I think noise removal should have this reasonable property:
If you apply the effect to the exact selection that was the profile, with zero sensitivity, attack, and smoothing, then the result should just be deamplification. 2.0.5 appears to behave so.
I have broken this property in my build. Pink noise becomes a whole lot of random tinkles.
I think I understand why. Whatever way we extract the statistic from the sound – maximum, minimum, or something else, over some number of windows hopped by so many samples – we should to the exact same to the noise profile when determining a threshold, with a sliding of that set of windows over many places in the profile.

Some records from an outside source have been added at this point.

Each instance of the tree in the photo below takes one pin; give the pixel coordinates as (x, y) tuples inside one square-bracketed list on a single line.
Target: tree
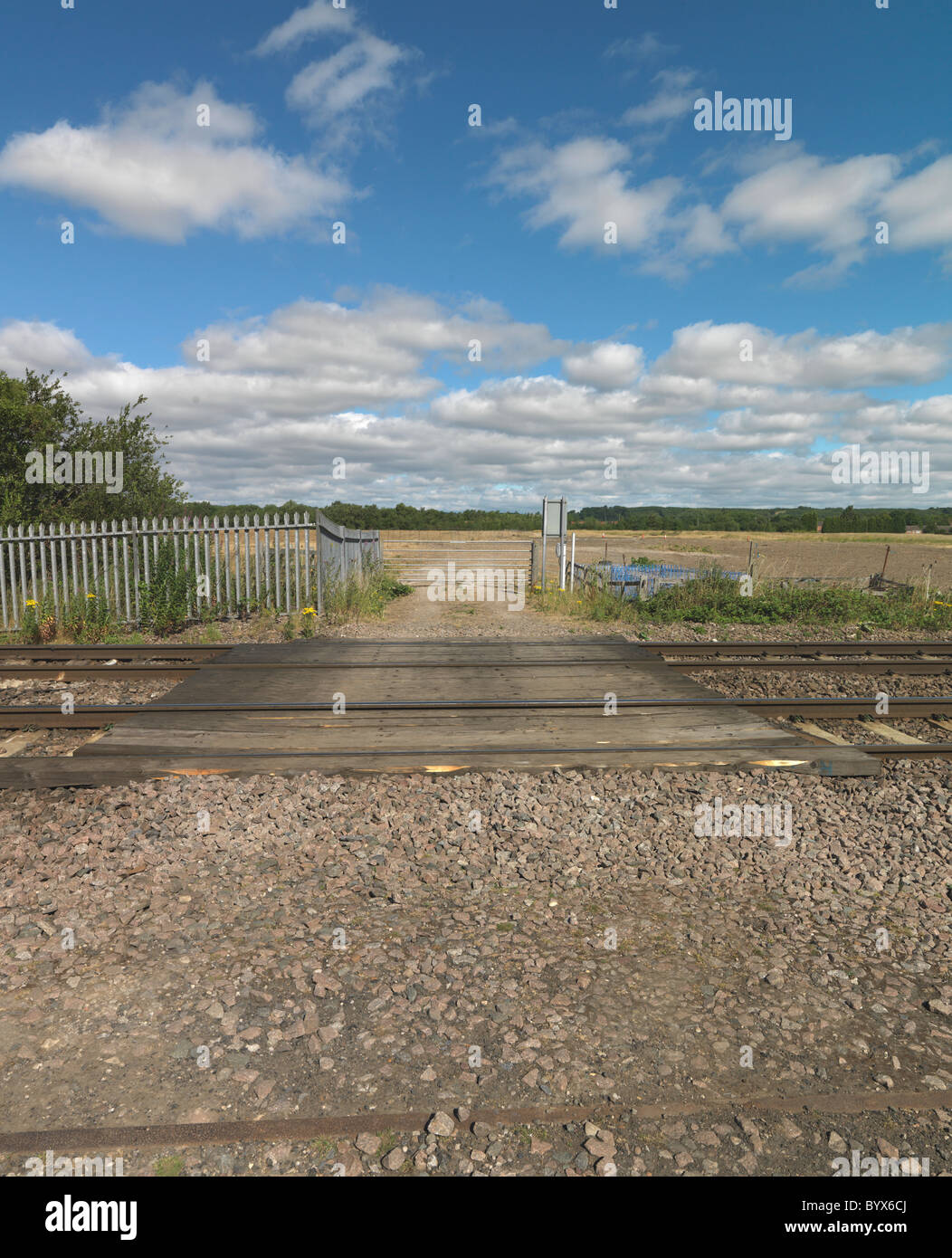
[(35, 415)]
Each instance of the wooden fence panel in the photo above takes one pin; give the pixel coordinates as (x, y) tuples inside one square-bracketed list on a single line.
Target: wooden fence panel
[(276, 561)]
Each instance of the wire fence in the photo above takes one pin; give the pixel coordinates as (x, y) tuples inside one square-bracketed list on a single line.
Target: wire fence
[(270, 561)]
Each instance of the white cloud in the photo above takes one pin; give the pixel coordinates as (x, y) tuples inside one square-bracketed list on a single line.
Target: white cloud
[(919, 208), (315, 19), (804, 197), (673, 100), (609, 365), (581, 186), (148, 170), (339, 83), (867, 358), (284, 394), (338, 92)]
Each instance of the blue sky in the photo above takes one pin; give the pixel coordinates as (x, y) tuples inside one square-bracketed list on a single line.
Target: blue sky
[(632, 350)]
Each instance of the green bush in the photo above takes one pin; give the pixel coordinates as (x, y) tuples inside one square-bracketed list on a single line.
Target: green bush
[(167, 597)]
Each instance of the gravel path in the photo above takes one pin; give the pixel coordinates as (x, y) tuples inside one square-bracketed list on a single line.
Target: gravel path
[(326, 945)]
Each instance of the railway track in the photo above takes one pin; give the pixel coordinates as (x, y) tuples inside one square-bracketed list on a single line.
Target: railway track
[(405, 699), (903, 658)]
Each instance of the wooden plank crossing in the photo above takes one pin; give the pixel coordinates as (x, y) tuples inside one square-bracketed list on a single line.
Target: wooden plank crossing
[(397, 739)]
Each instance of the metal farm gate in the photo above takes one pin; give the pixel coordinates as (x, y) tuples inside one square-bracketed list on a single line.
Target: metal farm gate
[(413, 558)]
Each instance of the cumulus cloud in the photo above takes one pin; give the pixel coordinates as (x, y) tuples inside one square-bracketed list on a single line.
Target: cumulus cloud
[(315, 19), (609, 365), (580, 186), (863, 360), (673, 100), (284, 394), (150, 170), (336, 92)]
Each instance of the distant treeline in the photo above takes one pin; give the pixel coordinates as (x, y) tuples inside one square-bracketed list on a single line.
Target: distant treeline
[(834, 519)]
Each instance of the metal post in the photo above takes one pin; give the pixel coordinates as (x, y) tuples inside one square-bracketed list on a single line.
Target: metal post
[(542, 577)]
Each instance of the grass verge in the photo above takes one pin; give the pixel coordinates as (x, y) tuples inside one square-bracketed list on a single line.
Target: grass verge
[(715, 599)]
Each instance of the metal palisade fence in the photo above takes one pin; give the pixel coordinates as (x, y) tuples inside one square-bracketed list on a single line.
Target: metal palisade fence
[(281, 563)]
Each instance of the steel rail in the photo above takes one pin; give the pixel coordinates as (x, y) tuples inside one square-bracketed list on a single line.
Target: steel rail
[(174, 651), (907, 750), (97, 715), (144, 672), (171, 651), (180, 1135), (797, 648)]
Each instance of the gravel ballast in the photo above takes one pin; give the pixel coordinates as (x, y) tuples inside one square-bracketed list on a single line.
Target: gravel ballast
[(209, 948)]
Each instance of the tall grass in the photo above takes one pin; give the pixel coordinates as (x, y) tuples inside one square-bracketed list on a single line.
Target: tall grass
[(360, 596), (715, 599)]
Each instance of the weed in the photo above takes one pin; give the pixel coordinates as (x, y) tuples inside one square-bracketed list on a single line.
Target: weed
[(168, 1167)]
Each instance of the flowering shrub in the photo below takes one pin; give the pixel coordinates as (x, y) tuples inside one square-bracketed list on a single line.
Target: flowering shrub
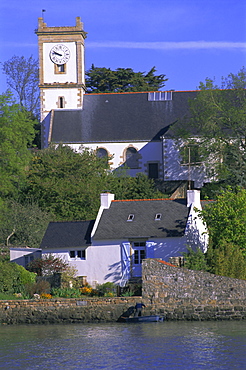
[(86, 290), (45, 296)]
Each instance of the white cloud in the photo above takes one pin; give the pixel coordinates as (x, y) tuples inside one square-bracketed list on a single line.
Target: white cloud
[(168, 45)]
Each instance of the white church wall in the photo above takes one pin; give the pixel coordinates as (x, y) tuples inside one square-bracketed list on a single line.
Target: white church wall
[(174, 170), (49, 68), (147, 152)]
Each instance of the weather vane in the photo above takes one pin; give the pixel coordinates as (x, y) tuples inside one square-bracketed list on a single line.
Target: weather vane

I now think I want median of at least three when reducing the noise, to avoid being fooled by large outliers in background and small ones in foreground.
So the analysis of profile should find a maximum of medians, not as now, of minima.
Even in 2.0.5, if you select a part of your noise profile, with a starting boundary that is not a multiple of 1024 samples from the start, then you MAY get tinkles. Getting the exact alignment of windows the same matters. In fact I get very many in easy examples.
SHORT ANSWER: Narrow spectrum sound, wide spectrum noise, and frequency smoothing cause the sound to be mitigated, but only as it crosses certain frequencies!
The first example shows the results of that bug that blanks out the lowest frequency bin.
The explanation of the second picture is more subtle. The bin frequency for the FFT is 44100/2048 = 21.533 Hz. The chirp starts just a little below that and continues to a little more than nine times that. So you sweep across eight bins. The behavior of the noise removal is different when the chirp is near the middle of a bin and when it is at the boundary. Look at the 2048 rectangular window spectrogram and you see the display varying from something neat where you cross a multiple of 21.533 Hz and something sloppy in between. That is related, because noise removal is using spectrogram data.
Here’s another observation: even in 2.0.5 without anything I did, the envelope of the chirp gets less wobbly as frequency smoothing is reduced, and does not wobble at all with 0 smoothing. But that makes more chattery artifacts audible.
Here’s a curious thing: where the spectrogram of the original gets “neat,” the envelope dips more. I think the explanation is this: the algorithm detects (correctly) that all frequencies not very near the chirp are noise and can be reduced. But then when you frequency-smooth, the chirp gets pulled down, because lots of frequencies within 150 Hz of the chirp were detected as low and made even lower, and that smooths onto the chirp. Where the spectrogram is messy, noise reduction is done with frequencies only far from the chirp.
I have experimented with some success using the Hann window before the analysis, and with other changes, I remove most artifacts even without frequency smoothing. But then frequency smoothing does MORE to change the envelope.
I think frequency smoothing looks like a workaround for artifacts, but as you can see, it can damage a narrow-spectrum sound. I am thinking now that with better avoidance of artifacts by other means, I wouldn’t use frequency smoothing.
Remember the example of noise mixed with a chirp, then trying to subtract the noise with noise removal? I am trying with the Hann window before analysis, and it works like a charm!
As you can see that the Hann window spectrogram has less mess than the rectangular, noise reduction is more even throughout. But frequency smoothing will reduce the sound much more and even silences it with extreme settings.